Doubt is often the domain of mothers. Mothers who school their children at home seem particularly plagued because they make decision in two realms: in the home and in the school. Even the graduation of a child from homeschooling and into the next stage of life does not release mothers from the nagging thought that perhaps she should have done something (or even everything) differently. Second-guessing curriculum or providers or even the decision to homeschool can fill the minds of moms, especially when the homeschooled child experiences struggles or obstacles.

As my first child progressed through his first year of college, I began to wonder if my husband and I should have approached his education differently to help him prepare better for college. Prayerful consideration did reveal some tweaks to employ with the siblings to follow, but God has been faithful to affirm one major homeschool decision that we did make: to have our children participate in the Great Conversation.

I had the privilege to attend The Gospel Coalition Women’s Conference last month in Indianapolis with my daughter and another Wilson Hill family. As we studied 1 Peter together at the feet of some of this generation’s greatest teachers and preachers, I began to notice something common to their teaching. These men were engaged in the Great Conversation.   References to many of the books that our children read as part of the Great Conversation courses at Wilson Hill Academy peppered their talks.
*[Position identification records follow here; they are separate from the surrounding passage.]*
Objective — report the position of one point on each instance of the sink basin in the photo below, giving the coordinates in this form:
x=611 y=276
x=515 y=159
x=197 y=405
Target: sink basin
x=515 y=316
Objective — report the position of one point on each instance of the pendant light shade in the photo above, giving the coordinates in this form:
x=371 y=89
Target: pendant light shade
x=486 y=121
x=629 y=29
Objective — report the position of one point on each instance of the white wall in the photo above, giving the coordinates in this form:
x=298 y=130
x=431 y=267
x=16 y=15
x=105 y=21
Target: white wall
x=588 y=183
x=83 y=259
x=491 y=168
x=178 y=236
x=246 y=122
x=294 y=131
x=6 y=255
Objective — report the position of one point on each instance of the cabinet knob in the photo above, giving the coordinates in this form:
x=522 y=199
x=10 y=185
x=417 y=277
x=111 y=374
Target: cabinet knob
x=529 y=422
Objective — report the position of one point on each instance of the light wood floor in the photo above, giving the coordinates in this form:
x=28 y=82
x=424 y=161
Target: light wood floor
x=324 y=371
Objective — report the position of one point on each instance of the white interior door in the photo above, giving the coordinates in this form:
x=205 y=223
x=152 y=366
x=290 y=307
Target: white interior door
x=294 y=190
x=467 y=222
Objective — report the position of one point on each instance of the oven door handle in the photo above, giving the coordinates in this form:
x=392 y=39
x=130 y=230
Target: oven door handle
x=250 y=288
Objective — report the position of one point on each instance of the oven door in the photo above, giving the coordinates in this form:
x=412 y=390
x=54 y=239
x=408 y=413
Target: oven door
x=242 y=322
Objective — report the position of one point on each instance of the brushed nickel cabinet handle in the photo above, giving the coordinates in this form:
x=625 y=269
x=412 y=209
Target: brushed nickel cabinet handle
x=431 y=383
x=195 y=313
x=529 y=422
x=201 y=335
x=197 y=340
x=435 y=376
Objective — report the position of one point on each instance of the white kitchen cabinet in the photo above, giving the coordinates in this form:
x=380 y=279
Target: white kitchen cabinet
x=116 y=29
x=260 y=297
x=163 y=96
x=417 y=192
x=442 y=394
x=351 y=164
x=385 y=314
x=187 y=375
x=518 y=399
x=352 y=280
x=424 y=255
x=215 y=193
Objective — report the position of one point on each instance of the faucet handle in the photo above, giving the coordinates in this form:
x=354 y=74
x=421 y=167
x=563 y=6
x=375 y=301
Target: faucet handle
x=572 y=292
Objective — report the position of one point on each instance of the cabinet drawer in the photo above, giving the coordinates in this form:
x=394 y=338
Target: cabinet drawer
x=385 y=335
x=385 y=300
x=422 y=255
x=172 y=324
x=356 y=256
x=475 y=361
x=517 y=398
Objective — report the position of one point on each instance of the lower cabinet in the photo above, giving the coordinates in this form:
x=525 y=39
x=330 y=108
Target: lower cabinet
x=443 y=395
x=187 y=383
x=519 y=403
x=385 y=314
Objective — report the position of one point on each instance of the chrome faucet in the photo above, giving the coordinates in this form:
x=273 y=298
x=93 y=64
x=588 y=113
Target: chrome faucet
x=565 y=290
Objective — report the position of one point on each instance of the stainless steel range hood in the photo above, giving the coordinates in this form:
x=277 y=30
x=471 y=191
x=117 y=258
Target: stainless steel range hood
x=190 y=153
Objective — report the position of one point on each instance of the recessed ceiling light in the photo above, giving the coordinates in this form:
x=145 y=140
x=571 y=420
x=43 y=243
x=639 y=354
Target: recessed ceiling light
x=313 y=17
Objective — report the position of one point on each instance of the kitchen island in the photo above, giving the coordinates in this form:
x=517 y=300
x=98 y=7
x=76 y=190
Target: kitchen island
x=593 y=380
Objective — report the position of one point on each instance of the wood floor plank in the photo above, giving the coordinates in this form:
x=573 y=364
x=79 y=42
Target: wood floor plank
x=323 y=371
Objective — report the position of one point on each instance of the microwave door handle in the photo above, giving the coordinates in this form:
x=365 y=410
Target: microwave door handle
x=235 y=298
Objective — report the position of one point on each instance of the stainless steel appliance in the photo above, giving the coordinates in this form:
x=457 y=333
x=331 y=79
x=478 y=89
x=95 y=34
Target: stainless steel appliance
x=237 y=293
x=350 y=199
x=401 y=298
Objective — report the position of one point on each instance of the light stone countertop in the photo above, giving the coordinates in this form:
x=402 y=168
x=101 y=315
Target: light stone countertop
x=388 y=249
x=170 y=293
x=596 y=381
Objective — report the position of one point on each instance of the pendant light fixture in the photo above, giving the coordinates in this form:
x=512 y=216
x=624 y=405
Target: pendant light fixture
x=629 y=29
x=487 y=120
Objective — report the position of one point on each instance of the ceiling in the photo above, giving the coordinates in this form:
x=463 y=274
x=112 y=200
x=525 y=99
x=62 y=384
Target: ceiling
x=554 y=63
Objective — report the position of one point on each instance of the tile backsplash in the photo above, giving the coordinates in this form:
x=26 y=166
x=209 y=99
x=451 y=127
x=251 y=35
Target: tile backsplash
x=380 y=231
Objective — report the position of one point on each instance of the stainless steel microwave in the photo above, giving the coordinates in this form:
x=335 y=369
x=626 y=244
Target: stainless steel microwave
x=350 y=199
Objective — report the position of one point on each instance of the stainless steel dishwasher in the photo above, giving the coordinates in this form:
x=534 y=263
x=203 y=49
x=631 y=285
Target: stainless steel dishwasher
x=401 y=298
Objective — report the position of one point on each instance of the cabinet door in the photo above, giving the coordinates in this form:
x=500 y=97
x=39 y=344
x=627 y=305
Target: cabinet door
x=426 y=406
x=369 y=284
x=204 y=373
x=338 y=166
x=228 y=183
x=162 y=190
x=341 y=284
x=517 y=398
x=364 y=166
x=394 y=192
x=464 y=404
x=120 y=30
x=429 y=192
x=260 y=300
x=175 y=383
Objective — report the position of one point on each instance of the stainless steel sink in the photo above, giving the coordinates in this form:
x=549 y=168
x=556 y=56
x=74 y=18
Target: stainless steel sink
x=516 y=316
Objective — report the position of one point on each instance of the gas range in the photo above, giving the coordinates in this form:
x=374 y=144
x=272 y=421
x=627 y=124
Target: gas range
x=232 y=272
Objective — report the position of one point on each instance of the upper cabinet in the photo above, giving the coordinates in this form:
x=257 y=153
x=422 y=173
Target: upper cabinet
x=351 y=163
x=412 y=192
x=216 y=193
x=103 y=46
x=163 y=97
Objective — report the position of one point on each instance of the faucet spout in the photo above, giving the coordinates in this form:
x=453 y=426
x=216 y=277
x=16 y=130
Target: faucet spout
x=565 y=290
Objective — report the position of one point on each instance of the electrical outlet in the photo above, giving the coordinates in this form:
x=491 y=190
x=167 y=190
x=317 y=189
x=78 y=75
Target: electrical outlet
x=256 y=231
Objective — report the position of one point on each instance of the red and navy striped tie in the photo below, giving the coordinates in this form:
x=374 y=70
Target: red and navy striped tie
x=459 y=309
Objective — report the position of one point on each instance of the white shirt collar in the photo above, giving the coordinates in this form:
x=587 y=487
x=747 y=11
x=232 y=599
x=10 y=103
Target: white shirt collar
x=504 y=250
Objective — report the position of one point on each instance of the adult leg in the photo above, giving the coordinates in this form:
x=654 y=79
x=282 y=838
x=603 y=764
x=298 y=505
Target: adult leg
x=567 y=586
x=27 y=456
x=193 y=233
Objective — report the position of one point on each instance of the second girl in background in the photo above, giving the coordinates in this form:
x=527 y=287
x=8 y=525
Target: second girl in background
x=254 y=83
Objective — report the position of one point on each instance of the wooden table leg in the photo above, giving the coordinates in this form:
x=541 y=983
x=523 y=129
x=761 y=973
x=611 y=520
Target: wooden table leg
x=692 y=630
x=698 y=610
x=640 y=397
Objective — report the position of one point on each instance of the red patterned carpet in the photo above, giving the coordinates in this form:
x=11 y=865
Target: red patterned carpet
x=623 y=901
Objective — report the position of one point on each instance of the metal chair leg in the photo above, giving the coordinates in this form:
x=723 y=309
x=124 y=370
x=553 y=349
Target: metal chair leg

One speaker reminded us in his session on prayer that Aristotle got it wrong. He believed that man had nothing in common with the gods and could therefore never have an intimate relationship with them.   Tim Keller rightly stated that we can be friends with God because we have much in common as image-bearers. He went on to reference Augustine and Frankenstein. D.A. Carson spoke of The Federalist Papers, C.S. Lewis, the Odyssey, and the Koran. He explained Philosophical Materialism and Romanticism.

I eventually started making a list of every reference to a book, person, or idea that I knew my children had been exposed to as part of their Great Conversation courses. My excitement grew throughout the conference as I realized how much conversation and discussion enriches our understanding of our world and of God’s sovereign hand. Overhearing a conference participant whisper, “Who is Augustine?” during one of the sessions quickly reminded me of how dangerously close we are to losing the conversation. My first thought was, “Not on my watch!” We need generations that can continue the conversation because it is too great a heritage to lose. We need young minds that can learn from those who uphold a high standard in their teaching and then become those great teachers for the next generation.

With mixed emotion, two of our children are taking a summer school class at the local community college.   They are the two youngest in the class, and my daughter, age 14, detected a bit of an exasperated sigh when introducing herself to the professor and stating her age on the first day of class. Once again the discipline of participating in the Great Conversation is serving them well. Their writing skills have placed them at the top of their class, and they can eagerly engage with the professor when he asks, “Does anyone know what Rhetoric means?” or “Has anyone read Plato’s Republic?” Sadly, their hands are the only ones being raised in response to the questions.

I am grateful that God has faithfully affirmed our decision to engage our children in the Great Conversation. As I shared my thoughts on the wisdom of the Great Conversation with my oldest son, he echoed my realization. “Reading the Great Books and discussing them was the best part of my homeschooling education.”